Here’s the same for normal:
>>> dis.dis(normal)
9 0 SETUP_LOOP 44 (to 47)
3 LOAD_GLOBAL 0 (xrange)
6 LOAD_CONST 9 (10000000)
9 CALL_FUNCTION 1
12 GET_ITER
>> 13 FOR_ITER 30 (to 46)
16 STORE_FAST 0 (_)
10 19 LOAD_CONST 10 (12)
22 LOAD_CONST 5 (39)
25 BINARY_DIVIDE
26 LOAD_CONST 6 (2)
29 BINARY_MULTIPLY
30 LOAD_CONST 5 (39)
33 BINARY_DIVIDE
34 LOAD_CONST 7 (23)
37 BINARY_MULTIPLY
38 LOAD_CONST 8 (234)
41 BINARY_SUBTRACT
42 POP_TOP
43 JUMP_ABSOLUTE 13
>> 46 POP_BLOCK
>> 47 LOAD_CONST 0 (None)
50 RETURN_VALUE
This time, the calculation is only partially simplified (eg: the initial 1 * is omitted), and most of the operations are performed at runtime.
It looks like Python 2.7 doesn’t do constant folding containing the ambiguous / operator (that may be integer or float division depending on its operands).
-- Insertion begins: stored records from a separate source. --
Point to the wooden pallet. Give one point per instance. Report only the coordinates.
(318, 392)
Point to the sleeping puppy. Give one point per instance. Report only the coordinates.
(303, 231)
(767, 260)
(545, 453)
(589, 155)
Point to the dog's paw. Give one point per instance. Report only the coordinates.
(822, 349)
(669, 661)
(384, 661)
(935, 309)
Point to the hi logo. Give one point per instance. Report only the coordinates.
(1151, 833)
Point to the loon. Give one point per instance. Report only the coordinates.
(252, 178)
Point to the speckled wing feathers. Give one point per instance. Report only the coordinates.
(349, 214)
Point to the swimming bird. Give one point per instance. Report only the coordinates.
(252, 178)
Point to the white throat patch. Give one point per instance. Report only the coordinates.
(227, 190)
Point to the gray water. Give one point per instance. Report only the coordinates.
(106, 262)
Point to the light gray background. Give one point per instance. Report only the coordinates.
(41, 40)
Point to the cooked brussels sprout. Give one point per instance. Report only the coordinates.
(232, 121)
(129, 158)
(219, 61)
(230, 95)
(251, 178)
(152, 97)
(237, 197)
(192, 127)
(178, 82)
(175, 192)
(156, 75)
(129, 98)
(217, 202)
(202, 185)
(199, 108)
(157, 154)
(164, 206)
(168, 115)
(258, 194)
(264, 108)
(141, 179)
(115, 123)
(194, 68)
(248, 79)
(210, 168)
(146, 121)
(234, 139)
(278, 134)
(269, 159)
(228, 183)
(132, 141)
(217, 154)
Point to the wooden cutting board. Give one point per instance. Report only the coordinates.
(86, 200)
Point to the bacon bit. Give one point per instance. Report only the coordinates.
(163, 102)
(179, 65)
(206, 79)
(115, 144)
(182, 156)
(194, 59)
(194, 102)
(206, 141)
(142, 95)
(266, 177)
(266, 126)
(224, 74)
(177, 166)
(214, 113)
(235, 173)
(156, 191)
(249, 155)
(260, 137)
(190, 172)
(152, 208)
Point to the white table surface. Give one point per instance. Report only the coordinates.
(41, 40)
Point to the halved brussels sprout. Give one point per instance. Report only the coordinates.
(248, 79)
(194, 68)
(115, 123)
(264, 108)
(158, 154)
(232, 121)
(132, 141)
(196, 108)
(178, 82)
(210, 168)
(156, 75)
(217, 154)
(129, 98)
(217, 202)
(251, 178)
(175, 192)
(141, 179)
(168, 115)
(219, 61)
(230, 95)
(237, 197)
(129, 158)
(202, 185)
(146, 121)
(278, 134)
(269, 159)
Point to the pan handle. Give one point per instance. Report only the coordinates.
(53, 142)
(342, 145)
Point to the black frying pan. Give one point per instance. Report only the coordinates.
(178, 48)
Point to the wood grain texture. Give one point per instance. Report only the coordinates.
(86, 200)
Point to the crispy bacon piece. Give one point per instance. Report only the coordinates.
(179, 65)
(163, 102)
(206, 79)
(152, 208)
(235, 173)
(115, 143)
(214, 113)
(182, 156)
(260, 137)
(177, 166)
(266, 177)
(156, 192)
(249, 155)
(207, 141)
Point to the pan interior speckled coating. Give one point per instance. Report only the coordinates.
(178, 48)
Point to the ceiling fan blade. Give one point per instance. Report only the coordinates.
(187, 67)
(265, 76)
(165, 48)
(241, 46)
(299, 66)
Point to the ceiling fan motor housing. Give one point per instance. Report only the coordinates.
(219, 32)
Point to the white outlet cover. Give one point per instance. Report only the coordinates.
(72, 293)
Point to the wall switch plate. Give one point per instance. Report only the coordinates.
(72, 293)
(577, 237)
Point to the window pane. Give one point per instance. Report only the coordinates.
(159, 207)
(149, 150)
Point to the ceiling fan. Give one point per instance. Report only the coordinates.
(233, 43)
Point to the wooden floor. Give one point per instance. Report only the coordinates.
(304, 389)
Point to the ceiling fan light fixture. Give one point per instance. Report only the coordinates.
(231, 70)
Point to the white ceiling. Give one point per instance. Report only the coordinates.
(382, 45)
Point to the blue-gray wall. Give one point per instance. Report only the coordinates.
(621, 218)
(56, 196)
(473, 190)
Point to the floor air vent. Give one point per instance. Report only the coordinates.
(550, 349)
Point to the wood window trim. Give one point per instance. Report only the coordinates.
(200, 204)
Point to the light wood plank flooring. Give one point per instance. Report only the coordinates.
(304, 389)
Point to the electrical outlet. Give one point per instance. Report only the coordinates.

Adding from __future__ import division at the top of the program causes the constant to be folded in normal just as it was in floor (although the result is different of course, since now / is float division).
normal
10 0 SETUP_LOOP 24 (to 27)
3 LOAD_GLOBAL 0 (xrange)
6 LOAD_CONST 9 (10000000)
9 CALL_FUNCTION 1
12 GET_ITER
>> 13 FOR_ITER 10 (to 26)
16 STORE_FAST 0 (_)
11 19 LOAD_CONST 15 (-233.6370808678501)
22 POP_TOP
23 JUMP_ABSOLUTE 13
>> 26 POP_BLOCK
>> 27 LOAD_CONST 0 (None)
30 RETURN_VALUE
It’s not like the interpreter couldn’t do the constant folding with the default / operator, but it doesn’t. Perhaps the code was back-ported from Python 3, and it wasn’t considered important to make it work with the ambiguous division operator.
“produce the same result” doesn’t imply “implemented the same way”.
Also note that these operator don’t always produce the same result as explained here:
Why Python’s Integer Division Floors
So performance measurement is pretty much implementation dependant.
Usually hardware floating point division takes longer than integer division.
It might be that python classic division (referred by you as normal) is implemented by hardware floating point division and truncated back into integer only in the final stage, while true division (referred by you as floored) is implemented using hardware int division which is a lot faster.
I think I’ll start at primary school, when you were learning how to add, subtract and multiply, you could easily learn to do this by counting on your fingers, and when multiplying, you would do it by adding several times. However, when you were learning to divide, you probably ran into more annoying algorithms like long division that take multiple steps of integer dividing numbers and there factors until we were left with nothing or something with no divisors.
This is because it’s genuinely harder to divide a number than to multiply, add or subtract numbers and we often have to do multiple operations that estimate the division getting closer and closer to the true value. This algorithm will often perform many more steps after the decimal place to find the 10th, 100th etc. decimal place, and requires an operation for each position. (There are more efficient algorithms for this, but they all require more time to find more decimal places.)
Therefore, if we instead do integer division, we can halt the algorithm after it finds the value in the ones position. This means it can avoid the ‘infinite’ other decimal places making it a lot more efficient. (I used quotations around infinite as the algorithm generally has a stop point after a certain number of positions or it finds the point where values repeat endlessly as any rational number has one of these).
Halting this algorithm makes it a lot faster, there is also less information necessary to find the answer (as after the decimal place is unimportant) so it’s probably possible to find a more efficient algorithm to solve the problem.